古代ギリシアの黄金期を築いた、シチリアのギリシア植民市
アグリジェントは古代ギリシア時代は「アクラガス」と言われており、約20万の人口を擁したとされている。ちなみに人口20万人といったら、現在の東京港区の人口と同じ。古代にこの人数はすごい。
現在のアグリジェントは海岸から2〜3キロほど離れた丘陵地帯にある。(昔は海岸線が近かったのかもしれない)
あたりを見渡すと北西〜南東に細長くのびた丘が連なった地形。
その丘の上に神殿、丘の下に畑や民家が建っていたらしい。
アクラガスは豊かな農業生産を背景に大いに栄えたが、アテネとシュラクサとの紛争に巻き込まれて共和制がひっくり返されたあげくカルタゴに征服され、さらにはポエニ戦争で町は大ダメージを受けた。
ローマ帝国統治下で町はアグリジェントと改名され再び繁栄するが、帝国の崩壊後は町は放棄された。
考古学博物館の石像は圧巻の一言
崩壊から2,000年以上たった今もなお、当時の壮大な神殿が残っており、その規模と質はヨーロッパ随一。
アクラガスがいかに栄えていたかを物語るものが考古学博物館に保管されている。
この石像。
ぱっと見、大きさが分からないけど15〜20メートルくらいはある。
ううむ、正面から見ても写真じゃあまり伝わらないなあ。
進撃の巨人の小さめの巨人くらいはあるよこれ。

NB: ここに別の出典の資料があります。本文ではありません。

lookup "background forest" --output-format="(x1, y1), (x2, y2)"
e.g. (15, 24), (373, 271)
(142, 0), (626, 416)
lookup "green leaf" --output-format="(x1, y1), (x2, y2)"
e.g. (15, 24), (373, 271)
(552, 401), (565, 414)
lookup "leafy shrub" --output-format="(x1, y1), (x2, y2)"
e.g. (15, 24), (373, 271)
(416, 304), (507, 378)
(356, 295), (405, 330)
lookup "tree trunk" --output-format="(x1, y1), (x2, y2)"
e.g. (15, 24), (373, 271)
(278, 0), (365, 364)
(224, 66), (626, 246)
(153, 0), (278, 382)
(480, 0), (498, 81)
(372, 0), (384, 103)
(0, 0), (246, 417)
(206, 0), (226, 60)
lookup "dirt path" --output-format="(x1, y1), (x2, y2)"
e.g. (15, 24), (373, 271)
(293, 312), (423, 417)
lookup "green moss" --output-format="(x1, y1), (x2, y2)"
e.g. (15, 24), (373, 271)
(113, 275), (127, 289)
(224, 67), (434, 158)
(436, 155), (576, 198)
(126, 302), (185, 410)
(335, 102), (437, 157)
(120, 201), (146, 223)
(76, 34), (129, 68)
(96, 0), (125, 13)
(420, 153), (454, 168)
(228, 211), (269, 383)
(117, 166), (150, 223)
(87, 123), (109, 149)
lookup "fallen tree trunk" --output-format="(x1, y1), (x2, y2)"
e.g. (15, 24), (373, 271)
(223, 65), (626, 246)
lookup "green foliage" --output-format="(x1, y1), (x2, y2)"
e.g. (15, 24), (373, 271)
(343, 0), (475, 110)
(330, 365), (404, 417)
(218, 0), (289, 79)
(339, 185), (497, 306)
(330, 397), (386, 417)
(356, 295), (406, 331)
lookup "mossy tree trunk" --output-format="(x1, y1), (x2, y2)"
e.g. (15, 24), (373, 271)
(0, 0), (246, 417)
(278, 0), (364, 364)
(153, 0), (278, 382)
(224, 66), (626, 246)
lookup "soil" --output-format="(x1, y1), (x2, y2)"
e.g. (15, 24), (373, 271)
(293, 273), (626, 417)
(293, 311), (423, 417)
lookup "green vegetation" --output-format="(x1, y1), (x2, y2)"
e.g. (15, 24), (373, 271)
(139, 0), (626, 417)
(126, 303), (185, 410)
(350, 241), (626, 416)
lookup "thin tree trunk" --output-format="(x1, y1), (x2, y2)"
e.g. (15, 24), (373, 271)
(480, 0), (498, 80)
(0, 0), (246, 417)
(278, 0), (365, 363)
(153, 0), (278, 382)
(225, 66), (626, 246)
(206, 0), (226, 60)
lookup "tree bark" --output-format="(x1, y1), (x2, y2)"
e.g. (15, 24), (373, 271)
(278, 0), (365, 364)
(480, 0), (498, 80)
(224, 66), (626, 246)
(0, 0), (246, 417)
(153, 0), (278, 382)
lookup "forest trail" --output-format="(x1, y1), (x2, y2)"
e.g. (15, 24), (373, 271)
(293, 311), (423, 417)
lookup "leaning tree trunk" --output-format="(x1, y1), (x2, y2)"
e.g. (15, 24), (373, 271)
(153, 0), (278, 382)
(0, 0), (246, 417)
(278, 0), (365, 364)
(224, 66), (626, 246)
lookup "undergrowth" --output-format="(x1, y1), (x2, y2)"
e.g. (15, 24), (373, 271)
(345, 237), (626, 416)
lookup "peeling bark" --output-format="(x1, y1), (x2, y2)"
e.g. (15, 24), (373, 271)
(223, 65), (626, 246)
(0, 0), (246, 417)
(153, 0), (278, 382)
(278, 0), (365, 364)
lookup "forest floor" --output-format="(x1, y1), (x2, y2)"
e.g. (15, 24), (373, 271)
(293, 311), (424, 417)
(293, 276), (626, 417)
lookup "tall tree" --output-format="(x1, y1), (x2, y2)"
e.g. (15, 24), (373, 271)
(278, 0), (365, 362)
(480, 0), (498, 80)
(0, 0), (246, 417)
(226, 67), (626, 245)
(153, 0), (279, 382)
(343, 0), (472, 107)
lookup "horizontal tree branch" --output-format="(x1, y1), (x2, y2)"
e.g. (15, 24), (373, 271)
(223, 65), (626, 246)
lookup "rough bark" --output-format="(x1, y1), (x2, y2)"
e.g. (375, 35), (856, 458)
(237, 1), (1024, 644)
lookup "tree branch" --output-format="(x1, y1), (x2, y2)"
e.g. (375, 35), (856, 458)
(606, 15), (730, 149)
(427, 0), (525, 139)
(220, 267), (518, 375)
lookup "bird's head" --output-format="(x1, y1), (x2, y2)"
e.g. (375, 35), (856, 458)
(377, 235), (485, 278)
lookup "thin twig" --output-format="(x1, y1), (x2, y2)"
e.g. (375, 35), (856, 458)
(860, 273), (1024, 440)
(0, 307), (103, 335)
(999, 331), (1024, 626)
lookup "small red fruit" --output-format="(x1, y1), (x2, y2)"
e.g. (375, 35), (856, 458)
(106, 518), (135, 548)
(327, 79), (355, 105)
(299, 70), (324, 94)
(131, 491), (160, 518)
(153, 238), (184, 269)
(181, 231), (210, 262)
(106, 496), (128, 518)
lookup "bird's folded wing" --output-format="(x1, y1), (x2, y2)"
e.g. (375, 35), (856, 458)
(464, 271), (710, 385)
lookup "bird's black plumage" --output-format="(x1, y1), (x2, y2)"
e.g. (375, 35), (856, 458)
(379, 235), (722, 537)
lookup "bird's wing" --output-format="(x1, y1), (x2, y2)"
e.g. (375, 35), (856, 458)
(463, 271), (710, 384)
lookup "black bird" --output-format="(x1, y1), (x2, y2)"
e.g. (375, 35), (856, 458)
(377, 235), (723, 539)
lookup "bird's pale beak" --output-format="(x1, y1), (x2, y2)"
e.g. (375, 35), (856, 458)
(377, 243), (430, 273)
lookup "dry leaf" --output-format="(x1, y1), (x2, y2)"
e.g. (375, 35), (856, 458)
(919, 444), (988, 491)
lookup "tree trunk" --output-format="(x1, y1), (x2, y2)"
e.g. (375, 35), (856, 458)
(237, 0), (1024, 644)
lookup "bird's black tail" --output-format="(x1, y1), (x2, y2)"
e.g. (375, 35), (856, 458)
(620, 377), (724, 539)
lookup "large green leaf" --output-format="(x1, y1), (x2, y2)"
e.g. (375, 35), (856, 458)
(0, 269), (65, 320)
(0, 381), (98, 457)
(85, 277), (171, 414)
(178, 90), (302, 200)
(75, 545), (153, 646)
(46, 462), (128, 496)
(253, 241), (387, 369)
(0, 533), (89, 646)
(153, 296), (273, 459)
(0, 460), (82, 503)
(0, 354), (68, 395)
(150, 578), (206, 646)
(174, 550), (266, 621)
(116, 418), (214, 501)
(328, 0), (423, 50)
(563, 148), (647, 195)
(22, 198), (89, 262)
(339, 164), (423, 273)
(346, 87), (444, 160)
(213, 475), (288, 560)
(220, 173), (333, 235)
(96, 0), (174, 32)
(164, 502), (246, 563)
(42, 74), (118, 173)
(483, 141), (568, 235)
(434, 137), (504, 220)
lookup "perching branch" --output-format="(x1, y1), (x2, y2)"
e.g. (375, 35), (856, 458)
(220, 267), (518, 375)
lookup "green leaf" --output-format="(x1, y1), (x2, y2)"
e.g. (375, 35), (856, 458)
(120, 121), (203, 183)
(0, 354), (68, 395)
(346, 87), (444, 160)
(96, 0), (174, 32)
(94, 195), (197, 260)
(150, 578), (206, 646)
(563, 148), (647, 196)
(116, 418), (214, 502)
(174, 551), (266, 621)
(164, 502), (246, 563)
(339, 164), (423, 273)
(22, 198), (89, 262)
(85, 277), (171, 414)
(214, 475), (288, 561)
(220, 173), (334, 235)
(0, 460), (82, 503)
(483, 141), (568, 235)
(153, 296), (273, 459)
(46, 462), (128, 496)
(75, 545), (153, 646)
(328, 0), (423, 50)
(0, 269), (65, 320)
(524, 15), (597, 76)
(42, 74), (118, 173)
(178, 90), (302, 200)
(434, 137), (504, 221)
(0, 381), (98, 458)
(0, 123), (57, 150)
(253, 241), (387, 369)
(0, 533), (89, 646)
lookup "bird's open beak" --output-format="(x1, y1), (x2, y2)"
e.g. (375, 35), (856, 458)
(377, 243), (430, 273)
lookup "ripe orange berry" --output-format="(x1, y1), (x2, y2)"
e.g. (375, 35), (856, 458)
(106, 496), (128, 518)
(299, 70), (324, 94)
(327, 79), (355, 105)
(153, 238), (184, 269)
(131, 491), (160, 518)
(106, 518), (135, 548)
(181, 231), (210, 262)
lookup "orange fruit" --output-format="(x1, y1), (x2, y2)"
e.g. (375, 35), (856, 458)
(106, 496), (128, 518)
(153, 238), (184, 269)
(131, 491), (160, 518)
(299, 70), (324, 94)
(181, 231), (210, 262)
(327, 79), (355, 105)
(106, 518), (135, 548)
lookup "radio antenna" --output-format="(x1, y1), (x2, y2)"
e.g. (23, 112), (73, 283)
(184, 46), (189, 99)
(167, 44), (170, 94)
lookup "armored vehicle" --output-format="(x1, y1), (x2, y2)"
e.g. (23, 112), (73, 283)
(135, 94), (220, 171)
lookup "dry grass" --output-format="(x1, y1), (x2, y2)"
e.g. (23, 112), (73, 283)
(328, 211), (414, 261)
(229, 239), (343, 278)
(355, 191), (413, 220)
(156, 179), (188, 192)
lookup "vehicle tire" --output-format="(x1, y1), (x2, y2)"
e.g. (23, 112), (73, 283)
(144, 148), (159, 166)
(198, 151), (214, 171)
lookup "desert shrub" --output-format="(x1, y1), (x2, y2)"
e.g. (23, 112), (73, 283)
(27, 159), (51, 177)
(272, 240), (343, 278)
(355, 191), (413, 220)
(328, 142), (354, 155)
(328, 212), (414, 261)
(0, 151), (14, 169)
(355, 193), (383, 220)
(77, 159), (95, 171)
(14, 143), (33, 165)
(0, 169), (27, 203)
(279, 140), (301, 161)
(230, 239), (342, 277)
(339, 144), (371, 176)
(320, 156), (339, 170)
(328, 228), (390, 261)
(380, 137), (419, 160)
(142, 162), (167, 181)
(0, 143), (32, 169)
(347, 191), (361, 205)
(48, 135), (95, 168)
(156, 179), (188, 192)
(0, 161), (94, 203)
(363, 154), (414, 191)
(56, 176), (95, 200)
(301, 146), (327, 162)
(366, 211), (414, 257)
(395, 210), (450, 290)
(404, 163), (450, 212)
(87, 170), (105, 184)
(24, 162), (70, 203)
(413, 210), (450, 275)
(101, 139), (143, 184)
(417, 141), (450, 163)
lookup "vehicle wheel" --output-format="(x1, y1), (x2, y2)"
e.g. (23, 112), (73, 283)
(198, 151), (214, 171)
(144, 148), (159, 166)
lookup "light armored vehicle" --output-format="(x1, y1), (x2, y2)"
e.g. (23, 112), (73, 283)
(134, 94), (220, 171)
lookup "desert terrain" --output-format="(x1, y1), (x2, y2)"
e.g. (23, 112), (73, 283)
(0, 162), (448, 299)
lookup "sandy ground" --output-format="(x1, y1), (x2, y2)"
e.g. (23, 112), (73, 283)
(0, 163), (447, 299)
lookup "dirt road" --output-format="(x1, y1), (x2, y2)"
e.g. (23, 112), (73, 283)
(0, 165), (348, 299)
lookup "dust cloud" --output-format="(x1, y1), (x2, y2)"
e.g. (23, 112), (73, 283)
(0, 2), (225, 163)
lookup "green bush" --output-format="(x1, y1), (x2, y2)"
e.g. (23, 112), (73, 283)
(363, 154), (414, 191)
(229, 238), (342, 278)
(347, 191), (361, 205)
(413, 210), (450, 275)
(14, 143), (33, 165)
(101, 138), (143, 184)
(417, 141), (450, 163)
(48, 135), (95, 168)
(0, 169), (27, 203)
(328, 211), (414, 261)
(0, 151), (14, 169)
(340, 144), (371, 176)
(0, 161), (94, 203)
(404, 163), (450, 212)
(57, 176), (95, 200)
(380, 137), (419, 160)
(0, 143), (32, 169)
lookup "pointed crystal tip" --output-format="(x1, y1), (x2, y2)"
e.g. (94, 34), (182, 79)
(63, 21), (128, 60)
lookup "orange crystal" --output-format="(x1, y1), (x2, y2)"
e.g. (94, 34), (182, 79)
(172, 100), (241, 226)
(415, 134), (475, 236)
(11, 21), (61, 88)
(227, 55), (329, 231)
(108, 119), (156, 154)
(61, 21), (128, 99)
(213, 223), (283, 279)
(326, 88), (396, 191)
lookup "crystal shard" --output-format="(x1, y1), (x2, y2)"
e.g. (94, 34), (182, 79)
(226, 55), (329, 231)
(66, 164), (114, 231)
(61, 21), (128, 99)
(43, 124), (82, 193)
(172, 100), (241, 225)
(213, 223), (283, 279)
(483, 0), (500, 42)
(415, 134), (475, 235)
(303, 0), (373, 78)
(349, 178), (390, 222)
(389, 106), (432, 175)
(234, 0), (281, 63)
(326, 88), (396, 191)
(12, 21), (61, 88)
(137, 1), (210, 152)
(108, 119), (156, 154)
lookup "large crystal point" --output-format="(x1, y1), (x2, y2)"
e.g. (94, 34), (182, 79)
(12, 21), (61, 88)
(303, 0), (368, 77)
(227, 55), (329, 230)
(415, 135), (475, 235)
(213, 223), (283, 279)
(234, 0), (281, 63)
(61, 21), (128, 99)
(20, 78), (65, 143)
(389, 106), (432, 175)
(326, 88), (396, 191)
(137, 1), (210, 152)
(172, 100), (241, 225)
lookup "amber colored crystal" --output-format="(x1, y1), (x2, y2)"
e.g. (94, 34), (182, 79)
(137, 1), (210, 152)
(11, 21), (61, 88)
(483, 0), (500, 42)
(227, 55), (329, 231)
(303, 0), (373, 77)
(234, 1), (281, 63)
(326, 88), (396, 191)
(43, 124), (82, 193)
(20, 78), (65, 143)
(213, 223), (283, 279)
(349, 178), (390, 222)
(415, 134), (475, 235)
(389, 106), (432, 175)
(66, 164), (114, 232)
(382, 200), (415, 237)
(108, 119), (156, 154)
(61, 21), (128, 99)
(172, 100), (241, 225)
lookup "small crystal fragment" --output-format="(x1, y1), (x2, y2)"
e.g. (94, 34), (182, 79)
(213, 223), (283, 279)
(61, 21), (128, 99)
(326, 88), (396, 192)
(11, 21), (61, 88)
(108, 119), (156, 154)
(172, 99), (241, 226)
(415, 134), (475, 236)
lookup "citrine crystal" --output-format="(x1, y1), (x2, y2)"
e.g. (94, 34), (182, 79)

こんなんに追いかけれたらおしっこちびって泣き叫ぶしかない。
これが何に使われていたかというと、「建物の柱」だったのです。
これは当時の神殿の何十分の一かの復元図です。
たくさんの巨人が柱になって天井を支えている!
これを見たらいかにこの神殿が巨大だったか分かるでしょう。
建物の高さはこれ、40〜50メートルはあったんじゃないか?
コンコルディア神殿
博物館を出て道なりに歩くと丘の上に巨大な神殿が見えてくる。
ディオスクロイ神に献上されたもので、当時は一面に鮮やかな色の漆喰が塗られていたらしい。
いや〜〜何でしょうねこの美しさ。
余計な装飾がないシンプルなデザイン。アテネのパルテノン神殿は黄金比率を用いているらしいですけど、この神殿もそうなんじゃないのかな。
もうこの古代の段階で美というのは完成されていたのだなあと思った。
ジュノーネ・ラチニア神殿
完全に天井が落ちてしまっている。ポエニ戦争で被災したらしい。
正面から見た図。
青い空、緑の丘、赤茶色の石の建物。めちゃ美しい。
ヘラクレス神殿
ぶっとい柱が力強く、まさにヘラクレスのようだ。これは地震で倒壊したとのこと。
ディオスクロイ神殿
カルタゴに破壊された神殿。草や花の中にポツンと柱だけがそびえる。
この辺りには神殿跡を始め、祭壇、堀、壕、通路など当時の宗教施設の遺構があちこちに点在している。
もうこれしか言えない。本当にすごい。
いろいろ賞賛する言葉は出てくるんだけど、そういう陳腐でありきたりな言葉の中に入りきれないと思う。